ATLANTA — There's nothing more traditional for falls in Georgia than Saturday college football games and the tailgating that comes before them. But, like many things this year, that will not be the case this 2020 football season for some, thanks to the coronavirus pandemic.
On Tuesday, the University of Georgia announced that there would be no tailgating allowed before home football games for the entirety of the season. Georgia Tech, meanwhile, said that tailgating would be scrapped for the school's home-opener against the University of Central Florida.
"We have decided that it is in the best interests of our entire Georgia Tech family to not allow tailgating for Saturday’s opener against UCF,” Georgia Tech's director of athletics Todd Stansbury said in a statement. “This is not a decision that was made lightly.

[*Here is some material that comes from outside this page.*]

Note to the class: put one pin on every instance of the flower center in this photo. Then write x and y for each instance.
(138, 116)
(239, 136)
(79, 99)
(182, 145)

However, at this time, we feel that the safest course of action is to invite fans to come straight from their vehicles to Bobby Dodd Stadium, where we can better safeguard the health and safety of our students, staff and visitors through the protocols that we have in place designed to mitigate the risk of the transmission of Covid-19.”
Chairs, grills and coolers will not be permitted outside of an individual’s vehicle, and no loitering or gatherings of any size will be permitted in any on-campus area outside of the Bobby Dodd Stadium footprint for Saturday’s 2 p.m. game.
Likewise, tailgating for UGA football will not be allowed - but for the length of the season.
"UGA Athletics reached this decision in accordance with public health guidelines and counsel provided by our own UGA health officials," the school said in a statement. "It is consistent with the approach taken by other SEC schools, including Alabama, Florida, LSU, Auburn and Ole Miss."
While the large congregations that come along with tailgating aren't allowed, UGA said falls will still be allowed to gather near their own vehicles with family members or those they are sitting next to for the game.
"UGA Athletics thanks fans in advance for adhering to these necessary, but regrettable, changes," the school said. "We look forward to resuming our tradition of tailgating when it is safe to do so."